Urgent care visits increase as emergency room visits fall
Treatment for new health problems, or acute care visits, encompass over one-third of all ambulatory care delivered in the United States. Given the high costs of emergency departments, many insurance plans have created incentives to encourage patients to receive that care elsewhere. In response to patient expectations for more convenience and to long wait times at traditional physician outpatient practices, alternative care facilities such as urgent care centers, retail clinics, and telemedicine have rapidly emerged.
In a study published today in JAMA Internal Medicine, Brigham and Women's Hospital researchers document that among private health plan enrollees, in recent years, there has been a substantial shift from emergency departments to urgent care centers when it comes to patients receiving care for low-acuity conditions.
"The drop-in emergency department visits are quite striking and represent a substantial shift in where patients go to get care for conditions such as sore throat and minor injuries," said Sabrina Poon, MD, MPH, who was an emergency physician and research fellow at BWH when the research was conducted.
In the cohort study, a team of investigators focused on the period between January 2008 and December 2015, examining de-identified data from Aetna, a large, commercial health insurance company, which insured approximately 20 million members per study year.
The team found that from 2008 to 2015 there was a large drop in emergency room visits and a substantial increase in the use of urgent care centers. Retail clinics and telemedicine utilization also increased substantially during this time, but when compared to urgent care centers and emergency rooms, they still accounted for a small number of visits.
Visits to the emergency room for the treatment of these low-acuity conditions decreased by 36 percent, whereas use of non-emergency room centers increased by 140 percent.
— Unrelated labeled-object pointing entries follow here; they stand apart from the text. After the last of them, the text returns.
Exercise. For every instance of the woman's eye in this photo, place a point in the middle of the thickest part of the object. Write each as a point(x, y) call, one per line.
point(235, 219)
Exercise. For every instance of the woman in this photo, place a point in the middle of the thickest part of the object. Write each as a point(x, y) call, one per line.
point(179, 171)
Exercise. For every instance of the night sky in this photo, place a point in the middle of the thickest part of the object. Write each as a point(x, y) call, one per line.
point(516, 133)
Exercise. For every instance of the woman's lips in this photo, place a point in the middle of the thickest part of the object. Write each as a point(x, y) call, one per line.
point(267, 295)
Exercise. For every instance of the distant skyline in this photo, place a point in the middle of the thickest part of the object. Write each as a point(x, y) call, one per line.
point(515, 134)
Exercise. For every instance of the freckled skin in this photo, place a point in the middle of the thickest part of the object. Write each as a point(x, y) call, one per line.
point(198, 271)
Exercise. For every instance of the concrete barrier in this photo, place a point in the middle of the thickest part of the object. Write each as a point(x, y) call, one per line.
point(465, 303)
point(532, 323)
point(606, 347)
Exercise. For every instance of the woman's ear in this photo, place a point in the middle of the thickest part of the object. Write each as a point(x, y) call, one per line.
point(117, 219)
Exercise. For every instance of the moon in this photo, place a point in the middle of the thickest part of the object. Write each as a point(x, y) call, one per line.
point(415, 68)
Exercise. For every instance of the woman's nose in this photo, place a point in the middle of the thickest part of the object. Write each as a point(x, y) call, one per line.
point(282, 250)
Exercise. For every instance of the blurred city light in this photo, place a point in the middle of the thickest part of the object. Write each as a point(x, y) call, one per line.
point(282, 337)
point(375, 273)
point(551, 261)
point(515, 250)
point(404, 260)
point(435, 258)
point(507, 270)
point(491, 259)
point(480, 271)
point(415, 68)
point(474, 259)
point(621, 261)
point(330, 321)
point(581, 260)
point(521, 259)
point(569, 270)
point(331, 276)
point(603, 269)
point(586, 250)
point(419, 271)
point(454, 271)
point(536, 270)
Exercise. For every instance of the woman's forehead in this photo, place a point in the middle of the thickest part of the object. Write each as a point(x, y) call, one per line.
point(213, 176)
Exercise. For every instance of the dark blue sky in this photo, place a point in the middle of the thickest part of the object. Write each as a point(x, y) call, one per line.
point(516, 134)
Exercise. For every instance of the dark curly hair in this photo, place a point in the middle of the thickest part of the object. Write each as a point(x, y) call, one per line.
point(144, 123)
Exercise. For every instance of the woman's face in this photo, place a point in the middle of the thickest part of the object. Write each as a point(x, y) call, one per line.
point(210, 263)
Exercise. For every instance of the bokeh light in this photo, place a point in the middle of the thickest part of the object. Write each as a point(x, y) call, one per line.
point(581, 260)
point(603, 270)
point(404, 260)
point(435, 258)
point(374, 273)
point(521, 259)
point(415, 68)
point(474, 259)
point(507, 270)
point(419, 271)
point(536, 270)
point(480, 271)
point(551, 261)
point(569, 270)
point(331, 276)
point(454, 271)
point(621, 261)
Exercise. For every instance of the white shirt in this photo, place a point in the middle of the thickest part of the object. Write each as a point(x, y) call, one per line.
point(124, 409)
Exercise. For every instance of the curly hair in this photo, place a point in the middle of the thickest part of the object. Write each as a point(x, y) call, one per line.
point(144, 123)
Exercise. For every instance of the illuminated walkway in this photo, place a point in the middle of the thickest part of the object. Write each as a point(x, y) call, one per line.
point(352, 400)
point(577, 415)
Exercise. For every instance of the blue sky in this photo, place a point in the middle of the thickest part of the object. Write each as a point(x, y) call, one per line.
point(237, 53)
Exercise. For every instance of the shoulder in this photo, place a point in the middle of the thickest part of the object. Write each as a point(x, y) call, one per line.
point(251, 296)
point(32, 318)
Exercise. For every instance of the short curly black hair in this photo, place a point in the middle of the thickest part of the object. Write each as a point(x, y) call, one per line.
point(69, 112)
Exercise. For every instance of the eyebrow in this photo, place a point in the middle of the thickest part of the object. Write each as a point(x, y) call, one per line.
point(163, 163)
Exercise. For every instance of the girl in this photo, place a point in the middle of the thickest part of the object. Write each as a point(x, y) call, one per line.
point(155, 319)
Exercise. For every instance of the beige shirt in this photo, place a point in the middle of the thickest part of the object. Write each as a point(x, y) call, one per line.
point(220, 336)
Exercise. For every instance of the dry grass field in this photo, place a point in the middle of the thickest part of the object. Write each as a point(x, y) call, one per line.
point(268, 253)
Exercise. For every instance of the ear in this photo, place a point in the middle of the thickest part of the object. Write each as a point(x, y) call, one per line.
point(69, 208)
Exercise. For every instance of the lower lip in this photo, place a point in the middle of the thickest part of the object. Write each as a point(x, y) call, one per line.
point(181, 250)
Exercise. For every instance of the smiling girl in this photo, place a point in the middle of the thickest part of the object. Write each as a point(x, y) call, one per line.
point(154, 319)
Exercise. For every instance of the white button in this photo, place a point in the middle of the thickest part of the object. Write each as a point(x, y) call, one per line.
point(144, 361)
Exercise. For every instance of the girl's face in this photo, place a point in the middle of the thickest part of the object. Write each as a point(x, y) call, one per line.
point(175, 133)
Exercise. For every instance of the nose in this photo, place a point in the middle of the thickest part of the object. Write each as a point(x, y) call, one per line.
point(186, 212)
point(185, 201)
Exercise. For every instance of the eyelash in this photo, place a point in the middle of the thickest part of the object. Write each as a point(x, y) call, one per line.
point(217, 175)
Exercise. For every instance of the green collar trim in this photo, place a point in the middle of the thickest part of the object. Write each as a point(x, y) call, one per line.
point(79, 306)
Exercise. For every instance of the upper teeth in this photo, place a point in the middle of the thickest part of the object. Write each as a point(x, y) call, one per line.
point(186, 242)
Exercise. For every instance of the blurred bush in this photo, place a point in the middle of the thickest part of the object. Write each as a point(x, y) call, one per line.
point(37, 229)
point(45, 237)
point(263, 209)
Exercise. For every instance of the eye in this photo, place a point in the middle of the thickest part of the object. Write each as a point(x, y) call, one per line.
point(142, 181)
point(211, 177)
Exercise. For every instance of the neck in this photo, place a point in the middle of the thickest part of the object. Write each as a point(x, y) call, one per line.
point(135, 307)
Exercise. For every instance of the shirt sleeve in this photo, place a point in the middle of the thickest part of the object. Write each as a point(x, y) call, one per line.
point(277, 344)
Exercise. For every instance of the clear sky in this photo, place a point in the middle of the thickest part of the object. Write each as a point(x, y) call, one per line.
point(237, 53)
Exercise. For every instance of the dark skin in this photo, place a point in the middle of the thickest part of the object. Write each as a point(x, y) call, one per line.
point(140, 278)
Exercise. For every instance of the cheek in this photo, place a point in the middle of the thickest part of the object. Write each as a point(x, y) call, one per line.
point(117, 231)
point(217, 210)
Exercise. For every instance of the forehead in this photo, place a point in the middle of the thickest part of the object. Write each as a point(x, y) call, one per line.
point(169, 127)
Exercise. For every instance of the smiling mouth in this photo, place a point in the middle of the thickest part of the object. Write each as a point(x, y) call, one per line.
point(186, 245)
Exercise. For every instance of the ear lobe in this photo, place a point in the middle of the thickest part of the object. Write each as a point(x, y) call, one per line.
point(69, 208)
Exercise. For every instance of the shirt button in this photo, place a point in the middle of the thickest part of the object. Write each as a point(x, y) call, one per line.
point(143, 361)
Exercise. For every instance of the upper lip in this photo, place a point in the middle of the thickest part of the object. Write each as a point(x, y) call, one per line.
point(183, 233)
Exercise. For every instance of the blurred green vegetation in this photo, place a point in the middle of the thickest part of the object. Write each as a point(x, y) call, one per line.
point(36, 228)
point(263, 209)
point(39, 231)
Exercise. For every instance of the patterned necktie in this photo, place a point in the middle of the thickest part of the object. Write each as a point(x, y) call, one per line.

There was an increase in visits to all other venues, including a 119 percent increase at urgent care centers. Overall, across all acute care centers, the number of visits increased by 31 percent and spending associated with low-acuity conditions increased by 14 percent. The increase in spending was primarily driven by a 79 percent increase in price per emergency room visit for treatment of low-acuity conditions.
The researchers hypothesize that the reason for this growth is due to the increasing number of urgent care clinics, the familiarity and acceptance of urgent care centers as credible alternative venues among the community, their ability to treat a wide range of conditions, their convenience factor, shorter wait times, and lower out-of-pocket costs. Additionally, the investigators also found that among the population of patients with commercial insurance, patients with higher incomes were more likely to use non-emergency room clinics compared to people with lower incomes. Factors such as transportation and availability of alternative options may influence this care pattern.
These findings suggest that while the overall use of acute care venues for treatment of low-acuity conditions—and the associated spending—continue to rise, it is shifting from emergency rooms to urgent care centers.
"The increasing popularity of alternatives to the emergency department is likely being driven by a variety of factors, including cost, convenience, and long wait times," said Jay Schuur, MD, MHS, emergency physician at BWH and an author on the paper. "The overall increase in spending was driven by a 79 percent increase in price per emergency department visit as shown in the Table. In the next few years, it will be important to see how these trends evolve and whether the growth of alternative sites results in lower cost care or more use of medical care."